The bladder serves as a reservoir for the storage and emptying of urine. Spina bifida and bladder cancer are conditions that adversely affect the bladder, and many patients must undergo bladder replacement. Unfortunately, current bladder replacement techniques require the use of intestine, which is associated with significant perioperative morbidity and long-term complications. Recently, tissue engineered bladder segments derived from autologous biopsy have been identified as an alternative to the use of intestine for bladder replacement in both animal studies and in clinical trials.
Unfortunately, suitable unaffected donor cells may not exist in patients with spina bifida or bladder cancer. In these situations, hESCs are envisioned as a viable source of cells from which the desired tissue can be derived. Combining the techniques learned in tissue engineering over the past few decades with this potentially endless source of versatile cells could lead to novel sources of replacement organs such as the bladder.
This proposal will build upon principles from both tissue engineering and developmental biology with the intent of bioengineering bladder tissue derived from hESCs to avoid the complications and morbidity associated with the use of intestine for bladder replacement.
In addition to NIH-approved hESC lines, this proposal will involve the use of non-NIH approved hESC lines that were developed in xenogen-free and pathogen-free conditions, which would make them eligible for future clinical applications. This is in contrast to the approved hESC lines on the NIH registry, which were contaminated with mouse products.

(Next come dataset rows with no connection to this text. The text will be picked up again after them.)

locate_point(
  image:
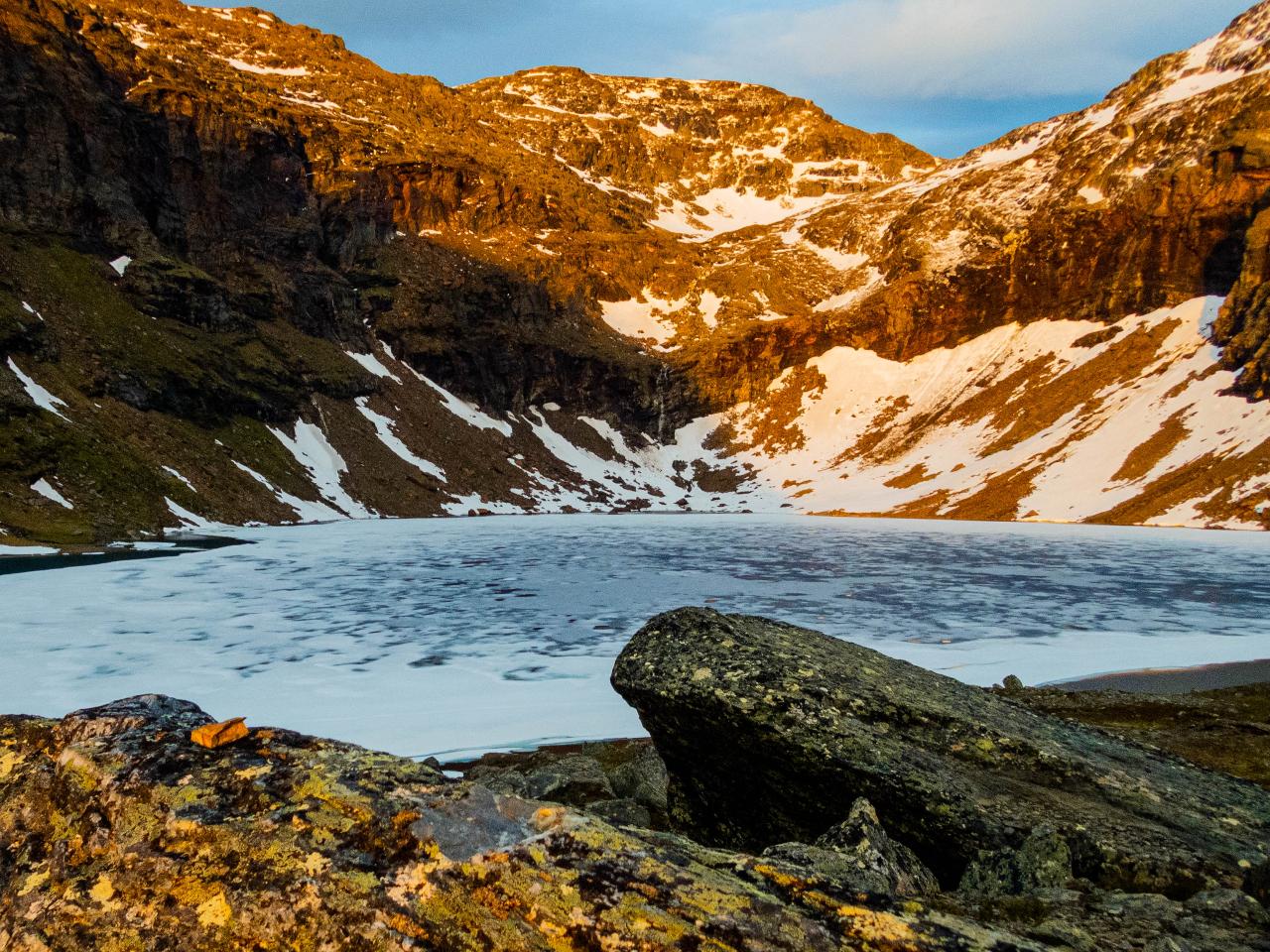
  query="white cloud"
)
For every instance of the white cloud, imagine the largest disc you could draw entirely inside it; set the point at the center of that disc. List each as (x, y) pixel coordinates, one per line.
(939, 49)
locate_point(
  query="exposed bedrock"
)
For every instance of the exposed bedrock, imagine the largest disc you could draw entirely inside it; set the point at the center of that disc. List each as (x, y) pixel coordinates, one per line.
(770, 733)
(117, 832)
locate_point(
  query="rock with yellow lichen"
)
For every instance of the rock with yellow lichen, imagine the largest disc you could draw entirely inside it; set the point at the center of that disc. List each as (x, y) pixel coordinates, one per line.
(118, 833)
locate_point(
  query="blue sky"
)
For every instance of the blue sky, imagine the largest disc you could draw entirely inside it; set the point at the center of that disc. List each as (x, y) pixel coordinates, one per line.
(943, 73)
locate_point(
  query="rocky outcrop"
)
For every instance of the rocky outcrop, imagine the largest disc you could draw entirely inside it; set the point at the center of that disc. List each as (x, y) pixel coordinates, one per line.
(740, 706)
(118, 832)
(644, 254)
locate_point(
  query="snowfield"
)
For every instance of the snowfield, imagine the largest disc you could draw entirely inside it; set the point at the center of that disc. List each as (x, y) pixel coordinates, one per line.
(457, 636)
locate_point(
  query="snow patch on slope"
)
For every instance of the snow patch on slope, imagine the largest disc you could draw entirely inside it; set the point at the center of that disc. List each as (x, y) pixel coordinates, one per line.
(867, 447)
(42, 398)
(325, 466)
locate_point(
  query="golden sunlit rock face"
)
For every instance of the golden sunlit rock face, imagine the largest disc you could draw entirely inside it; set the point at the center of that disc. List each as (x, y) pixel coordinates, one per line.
(226, 227)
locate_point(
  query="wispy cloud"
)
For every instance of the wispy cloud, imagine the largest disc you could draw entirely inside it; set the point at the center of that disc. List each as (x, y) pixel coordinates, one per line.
(942, 49)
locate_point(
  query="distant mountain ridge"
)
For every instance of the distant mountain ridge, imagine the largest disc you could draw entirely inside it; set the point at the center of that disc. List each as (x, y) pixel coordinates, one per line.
(338, 291)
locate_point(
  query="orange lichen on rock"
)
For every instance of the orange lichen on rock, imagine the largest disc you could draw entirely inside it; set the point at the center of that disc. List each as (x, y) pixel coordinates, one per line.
(217, 735)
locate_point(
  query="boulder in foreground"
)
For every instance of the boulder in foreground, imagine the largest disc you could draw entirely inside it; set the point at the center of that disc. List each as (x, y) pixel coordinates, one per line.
(119, 833)
(770, 733)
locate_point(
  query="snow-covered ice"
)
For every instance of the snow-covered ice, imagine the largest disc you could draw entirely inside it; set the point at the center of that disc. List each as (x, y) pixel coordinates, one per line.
(466, 635)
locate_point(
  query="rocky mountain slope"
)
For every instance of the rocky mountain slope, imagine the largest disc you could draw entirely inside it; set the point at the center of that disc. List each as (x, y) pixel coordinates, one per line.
(245, 275)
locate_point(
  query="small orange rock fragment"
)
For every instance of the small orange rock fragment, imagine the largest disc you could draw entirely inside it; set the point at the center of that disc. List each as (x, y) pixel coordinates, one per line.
(217, 735)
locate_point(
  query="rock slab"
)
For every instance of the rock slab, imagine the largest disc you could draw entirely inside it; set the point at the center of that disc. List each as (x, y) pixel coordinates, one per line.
(118, 833)
(771, 731)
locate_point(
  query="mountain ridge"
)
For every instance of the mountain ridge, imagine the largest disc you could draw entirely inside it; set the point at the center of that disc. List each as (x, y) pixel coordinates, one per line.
(338, 291)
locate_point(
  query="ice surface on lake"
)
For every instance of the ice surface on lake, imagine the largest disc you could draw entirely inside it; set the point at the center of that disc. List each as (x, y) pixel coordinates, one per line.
(467, 635)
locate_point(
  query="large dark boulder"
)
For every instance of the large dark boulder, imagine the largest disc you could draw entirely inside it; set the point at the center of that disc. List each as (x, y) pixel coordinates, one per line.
(770, 733)
(117, 832)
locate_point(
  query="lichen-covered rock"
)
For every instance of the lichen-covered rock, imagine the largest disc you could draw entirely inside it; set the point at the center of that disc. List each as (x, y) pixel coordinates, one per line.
(1044, 861)
(858, 857)
(740, 706)
(118, 833)
(621, 778)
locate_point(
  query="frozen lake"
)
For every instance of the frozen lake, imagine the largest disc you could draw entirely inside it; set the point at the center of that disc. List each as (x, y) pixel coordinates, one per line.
(449, 636)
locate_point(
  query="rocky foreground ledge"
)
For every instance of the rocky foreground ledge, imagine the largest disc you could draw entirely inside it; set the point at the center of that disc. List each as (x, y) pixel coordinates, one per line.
(801, 793)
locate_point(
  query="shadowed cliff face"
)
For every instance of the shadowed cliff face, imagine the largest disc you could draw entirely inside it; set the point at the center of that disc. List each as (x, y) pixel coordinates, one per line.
(255, 229)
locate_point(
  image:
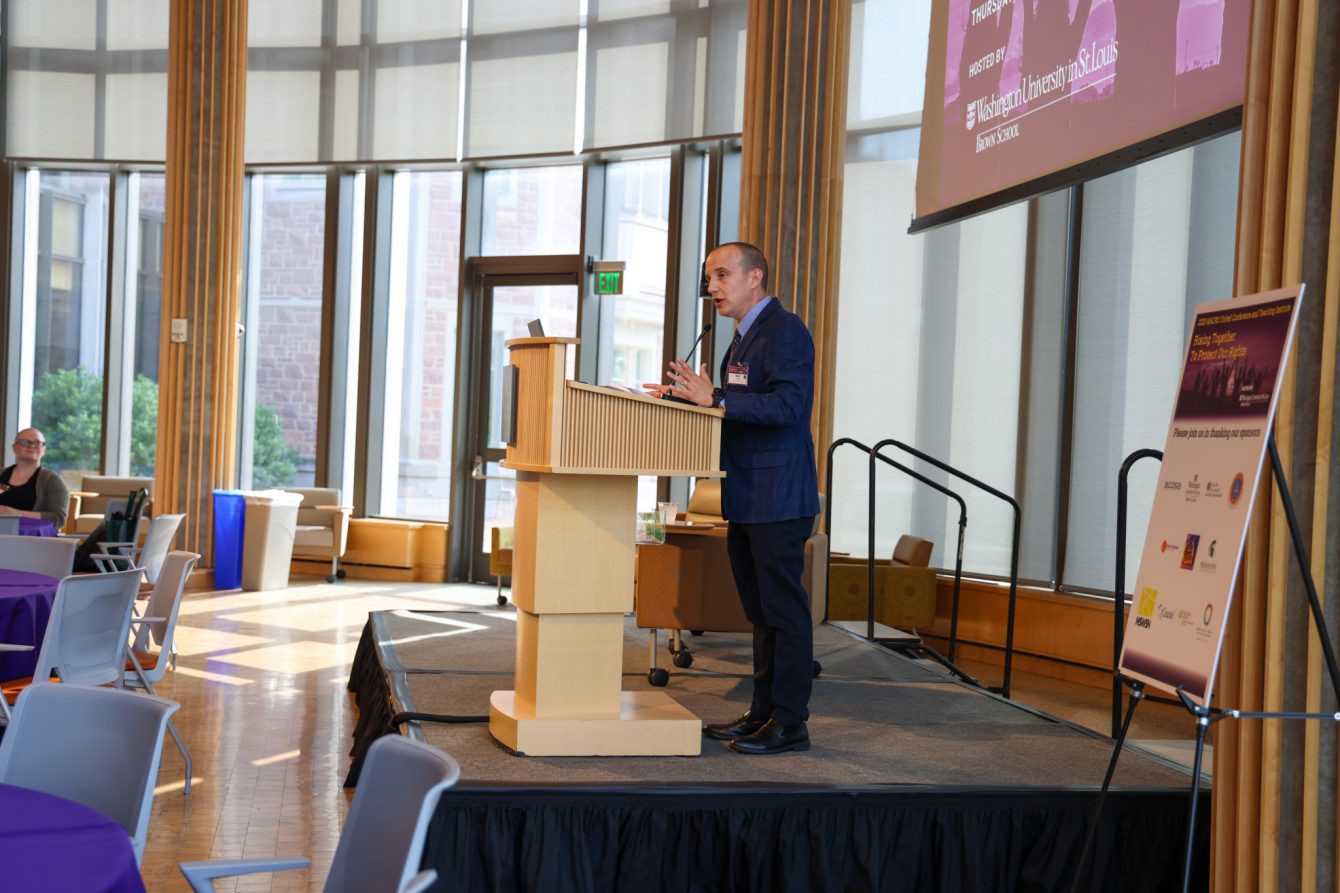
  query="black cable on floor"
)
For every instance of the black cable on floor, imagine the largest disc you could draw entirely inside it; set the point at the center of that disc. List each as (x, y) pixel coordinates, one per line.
(399, 719)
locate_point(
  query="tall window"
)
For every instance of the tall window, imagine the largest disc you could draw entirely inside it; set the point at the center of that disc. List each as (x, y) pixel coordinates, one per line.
(532, 211)
(66, 310)
(148, 195)
(637, 221)
(286, 274)
(1158, 240)
(421, 345)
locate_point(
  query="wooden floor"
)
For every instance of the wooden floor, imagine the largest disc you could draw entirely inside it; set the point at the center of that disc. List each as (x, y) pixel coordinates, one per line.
(268, 722)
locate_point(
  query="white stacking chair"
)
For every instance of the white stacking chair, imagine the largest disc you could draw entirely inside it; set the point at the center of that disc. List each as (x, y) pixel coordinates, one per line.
(382, 842)
(153, 652)
(87, 636)
(50, 555)
(95, 746)
(149, 558)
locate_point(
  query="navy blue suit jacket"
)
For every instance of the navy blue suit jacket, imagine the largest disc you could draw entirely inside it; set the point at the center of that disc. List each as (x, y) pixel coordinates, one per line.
(767, 449)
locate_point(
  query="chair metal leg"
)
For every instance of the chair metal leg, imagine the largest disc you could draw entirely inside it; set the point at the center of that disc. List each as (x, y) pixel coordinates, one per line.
(185, 754)
(149, 687)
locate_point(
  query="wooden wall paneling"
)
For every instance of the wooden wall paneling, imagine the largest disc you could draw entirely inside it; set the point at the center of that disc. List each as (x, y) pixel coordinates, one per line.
(198, 380)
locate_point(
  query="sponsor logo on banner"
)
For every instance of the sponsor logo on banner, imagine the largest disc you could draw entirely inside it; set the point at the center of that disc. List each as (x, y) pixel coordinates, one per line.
(1236, 490)
(1145, 610)
(1193, 543)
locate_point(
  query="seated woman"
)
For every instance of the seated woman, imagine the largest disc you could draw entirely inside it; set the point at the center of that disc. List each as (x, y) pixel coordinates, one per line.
(27, 488)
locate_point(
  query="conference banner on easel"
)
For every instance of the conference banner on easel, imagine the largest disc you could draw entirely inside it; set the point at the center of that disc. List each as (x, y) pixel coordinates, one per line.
(1213, 459)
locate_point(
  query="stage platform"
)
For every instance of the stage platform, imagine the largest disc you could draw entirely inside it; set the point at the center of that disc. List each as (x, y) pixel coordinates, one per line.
(914, 782)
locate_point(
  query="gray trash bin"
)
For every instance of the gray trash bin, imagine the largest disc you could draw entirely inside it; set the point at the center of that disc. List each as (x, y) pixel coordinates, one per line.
(268, 538)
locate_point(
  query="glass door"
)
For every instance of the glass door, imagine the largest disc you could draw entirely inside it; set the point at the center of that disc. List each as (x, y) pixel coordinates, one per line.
(509, 301)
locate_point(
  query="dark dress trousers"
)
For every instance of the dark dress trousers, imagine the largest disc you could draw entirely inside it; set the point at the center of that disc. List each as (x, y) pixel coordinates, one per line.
(771, 496)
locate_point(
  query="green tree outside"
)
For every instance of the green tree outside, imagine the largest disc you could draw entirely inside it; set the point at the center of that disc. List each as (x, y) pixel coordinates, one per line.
(67, 408)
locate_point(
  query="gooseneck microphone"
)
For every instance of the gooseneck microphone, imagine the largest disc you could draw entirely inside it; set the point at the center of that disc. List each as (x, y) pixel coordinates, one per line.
(706, 327)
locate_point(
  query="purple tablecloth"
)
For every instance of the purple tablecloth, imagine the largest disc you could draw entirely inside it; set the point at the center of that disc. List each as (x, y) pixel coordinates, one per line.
(51, 844)
(24, 610)
(36, 527)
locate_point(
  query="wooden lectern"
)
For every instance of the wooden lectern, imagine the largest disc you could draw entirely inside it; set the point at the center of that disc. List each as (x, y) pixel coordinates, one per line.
(578, 451)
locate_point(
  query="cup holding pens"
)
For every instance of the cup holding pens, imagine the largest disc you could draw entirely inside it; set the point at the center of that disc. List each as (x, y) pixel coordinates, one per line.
(667, 512)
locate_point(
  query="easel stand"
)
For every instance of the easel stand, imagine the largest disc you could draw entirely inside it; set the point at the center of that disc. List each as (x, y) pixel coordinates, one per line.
(1206, 716)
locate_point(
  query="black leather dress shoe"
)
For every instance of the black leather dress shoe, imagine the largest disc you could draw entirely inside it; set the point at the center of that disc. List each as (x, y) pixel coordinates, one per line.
(773, 738)
(739, 727)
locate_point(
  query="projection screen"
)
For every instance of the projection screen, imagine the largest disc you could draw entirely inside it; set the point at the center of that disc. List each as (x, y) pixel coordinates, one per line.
(1028, 95)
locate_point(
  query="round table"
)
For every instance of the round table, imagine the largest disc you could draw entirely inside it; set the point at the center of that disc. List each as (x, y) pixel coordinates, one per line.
(51, 844)
(24, 610)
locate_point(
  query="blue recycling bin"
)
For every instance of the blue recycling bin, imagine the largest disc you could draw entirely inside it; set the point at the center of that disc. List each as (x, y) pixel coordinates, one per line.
(229, 524)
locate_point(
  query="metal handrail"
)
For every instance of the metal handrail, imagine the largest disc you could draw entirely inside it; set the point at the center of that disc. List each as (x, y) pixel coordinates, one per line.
(1119, 585)
(870, 562)
(1013, 561)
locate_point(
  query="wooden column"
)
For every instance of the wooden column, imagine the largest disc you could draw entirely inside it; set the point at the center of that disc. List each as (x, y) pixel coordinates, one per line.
(198, 378)
(795, 136)
(1275, 823)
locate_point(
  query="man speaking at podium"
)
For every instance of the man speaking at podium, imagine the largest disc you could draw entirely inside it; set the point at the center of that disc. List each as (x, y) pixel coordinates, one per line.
(771, 491)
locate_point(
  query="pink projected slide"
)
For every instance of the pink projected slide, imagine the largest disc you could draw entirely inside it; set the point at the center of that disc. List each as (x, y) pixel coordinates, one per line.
(1028, 87)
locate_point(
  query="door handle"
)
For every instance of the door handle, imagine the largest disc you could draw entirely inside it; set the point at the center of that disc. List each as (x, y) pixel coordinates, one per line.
(477, 471)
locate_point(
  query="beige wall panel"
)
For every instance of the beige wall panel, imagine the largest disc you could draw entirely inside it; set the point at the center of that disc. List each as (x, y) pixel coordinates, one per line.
(568, 665)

In summary, this proposal will investigate the targeting of lineage-specific differentiation of hESCs toward the bladder cell lineages for bladder tissue engineering applications. Due to ongoing clinical studies using constructs derived from autologous bladder cells, the transition to clinical applications should be greatly shortened. The findings will greatly improve the lives of patients with spina bifida and bladder cancer, and will help to solidify California’s leadership in these fields.
Statement of Benefit to California:
This proposal will utilize novel hESC lines that were developed outside of the United States in political and social environments that have allowed rapid advancements in human embryonic stem cell research over the past 10 years. These cell lines include those that were derived in xenogen-free and pathogen-free conditions that render them eligible for future clinical applications. As these cell lines have not been used in the United States thus far, this proposal will allow the importation of these novel stem cell lines, which eventually can be made available to all interested scientists in California and the rest of the United States.
In addition, this proposal will investigate the targeting of lineage-specific differentiation of hESCs toward the bladder cell lineages for bladder tissue engineering applications. Due to ongoing FDA-approved clinical studies using tissue engineered constructs derived from autologous bladder cells, the transition to clinical applications should be greatly shortened. The findings will greatly improve the lives of patients with spina bifida and bladder cancer by avoiding the use of intestine, and will help to solidify California’s leadership in these fields.